Tout comme pour n’importe quel travailleur, il est important pour un indépendant de se constituer une prévoyance sociale suffisamment solide pour lui permettre de vivre décemment durant sa retraite. La seule véritable prévoyance obligatoire sera l’AVS ou 1er pilier. Un indépendant est tenu de s’affilier à une caisse de compensation pour cotiser à l’AVS. Le montant des primes variera en fonction du chiffre d’affaires de ce dernier. L’affiliation à un 2e pilier ou prévoyance professionnelle n’est pas une obligation. La cotisation à l’AVS devrait suffire pour couvrir les besoins d’un indépendant lorsqu’il sera retraité. Toutefois, il est fortement conseillé de souscrire à un pilier facultatif.

 

Le retrait de son capital prévoyance

Le fait de décider de se mettre à son compte constitue un motif valable pour retirer les fonds de son second ou 3e pilier, si ce dernier est un lié 3a. Dans le cas où vous auriez cotisé durant plusieurs années et que vous souhaitez désormais démarrer votre propre business, ce capital pourrait vous servir de financement. Il est toutefois important de faire preuve de prudence, du fait que vous pourriez ne pas avoir assez de ressources une fois à la retraite. Bénéficier d’un plan de prévoyance en plus de l’AVS est une mine qui pourra toujours vous servir en cas de décès, d’invalidité ou d’un projet important.

 

Le choix du pilier facultatif en tant qu’indépendant

Opter pour un 2e pilier peut être une option fiscalement avantageuse pour un indépendant, notamment si son entreprise génère un revenu assez élevé. Il lui serait possible de déduire ses cotisations à ses impositions jusqu’à 25% du revenu AVS assurable. Il s’agit réellement d’une aubaine pour l’indépendant qui peut également déduire la part de cotisation de ses salariés en tant que charges d’entreprises. Opter pour un 3e pilier présente aussi de nombreux avantages fiscaux. En effet, un indépendant peut déduire de ses impôts des cotisations allant jusqu’à 20% du bénéfice brut d’exploitation.

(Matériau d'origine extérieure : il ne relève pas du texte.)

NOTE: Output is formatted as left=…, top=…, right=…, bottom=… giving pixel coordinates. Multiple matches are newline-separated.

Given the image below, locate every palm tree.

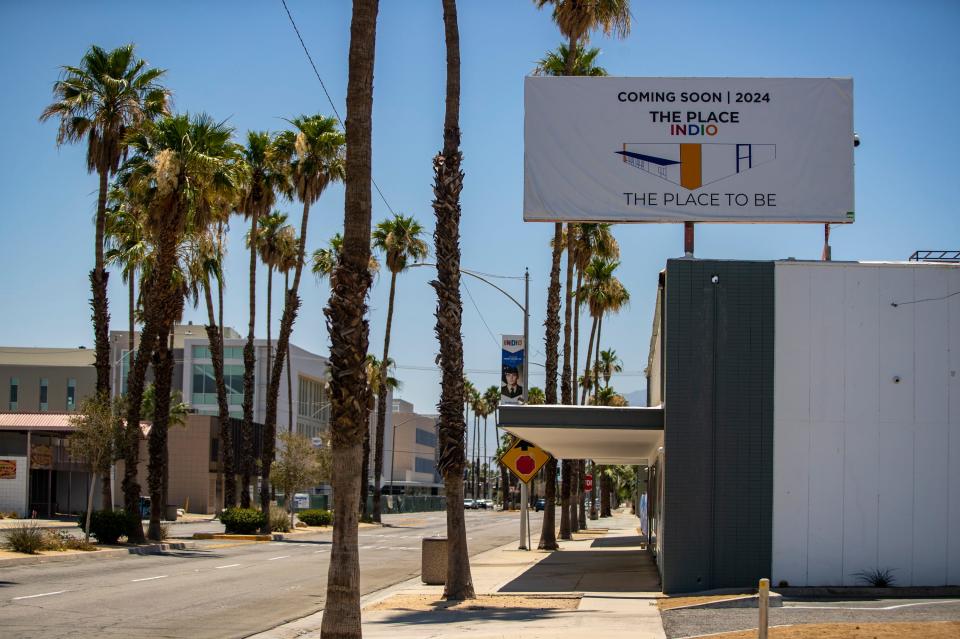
left=533, top=44, right=607, bottom=77
left=311, top=233, right=380, bottom=288
left=533, top=0, right=630, bottom=75
left=573, top=224, right=620, bottom=403
left=360, top=353, right=400, bottom=519
left=276, top=225, right=300, bottom=433
left=431, top=0, right=475, bottom=600
left=191, top=230, right=237, bottom=508
left=247, top=211, right=293, bottom=382
left=123, top=114, right=241, bottom=540
left=40, top=44, right=170, bottom=397
left=373, top=214, right=427, bottom=522
left=534, top=0, right=630, bottom=546
left=599, top=348, right=623, bottom=388
left=260, top=115, right=344, bottom=528
left=236, top=131, right=286, bottom=508
left=322, top=0, right=379, bottom=639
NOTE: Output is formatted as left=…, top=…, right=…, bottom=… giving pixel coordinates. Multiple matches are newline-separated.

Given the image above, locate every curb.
left=770, top=586, right=960, bottom=599
left=0, top=543, right=197, bottom=567
left=193, top=533, right=276, bottom=541
left=660, top=592, right=783, bottom=613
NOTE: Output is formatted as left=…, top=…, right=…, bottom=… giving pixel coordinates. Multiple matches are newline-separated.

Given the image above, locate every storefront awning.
left=499, top=405, right=663, bottom=464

Le choix du pilier dépendra essentiellement du chiffre d’affaires généré. Toutefois, le 3e pilier est intéressant et plus pratique, d’autant plus que le retrait de capital est assez facile. En règle général, un indépendant avisé souscrit à un 2e pilier et opte également pour quelques produits de 3e pilier complémentaires. Il est important de noter que, dans le cas où vous cotisiez déjà à un plan de prévoyance professionnelle, vos primes de 3e pilier seront plafonnées de la même manière que si vous étiez un salarié.

 

Le choix du 3e pilier en tant qu’indépendant

Vous disposez de deux choix en tant qu’indépendant : vous pouvez souscrire à un 3e pilier lié 3a ou un 3e pilier libre 3b. Le premier est vivement conseillé pour un indépendant dans la mesure où il vous permettra de déduire vos cotisations de vos impôts. La limite de plafond annuelle est de 33’840 francs. Le 3e pilier libre présente davantage de souplesse, mais beaucoup moins d’avantages fiscaux. Pour la souscription, préférez une compagnie d’assurances à une banque. De cette manière, vous pourrez jouir d’une assurance incapacité de gain et décès.

 

Dans le cas d’une incapacité de gain

Il n’est pas aisé de deviner à l’avance ce que la vie nous réservera. Que vous soyez indépendant ou salarié, le chômage n’épargne personne. Vous pourriez bien être confronté à une absence de revenus temporaire ou à une baisse d’activité. S’il s’agit d’une absence de revenus consécutive due à un accident ou à une maladie, l’option d’exonération de versement de prime en cas d’incapacité de gain vous couvrira. Ainsi, la compagnie d’assurance se chargera de cotiser à votre place. Dans le cas où votre business serait en faillite, il vous sera possible de retirer la totalité du capital pour redémarrer une tout autre activité n’ayant rien à voir avec celle en cours.

Si vous êtes confronté à une absence de revenus due à une baisse d’activité de votre société, il vous sera possible d’effectuer une négociation auprès de votre assureur. Vous négocierez une réduction temporaire de prime, ce qui signifie que votre cotisation sera baissée durant un certain laps de temps sans que votre contrat ne soit rompu. Le risque ici est que votre capital soit réduit lorsque vous atteindrez l’âge de la retraite. Il est vivement conseillé de maintenir le contrat aussi longtemps que possible afin de conserver vos couvertures invalidité et décès.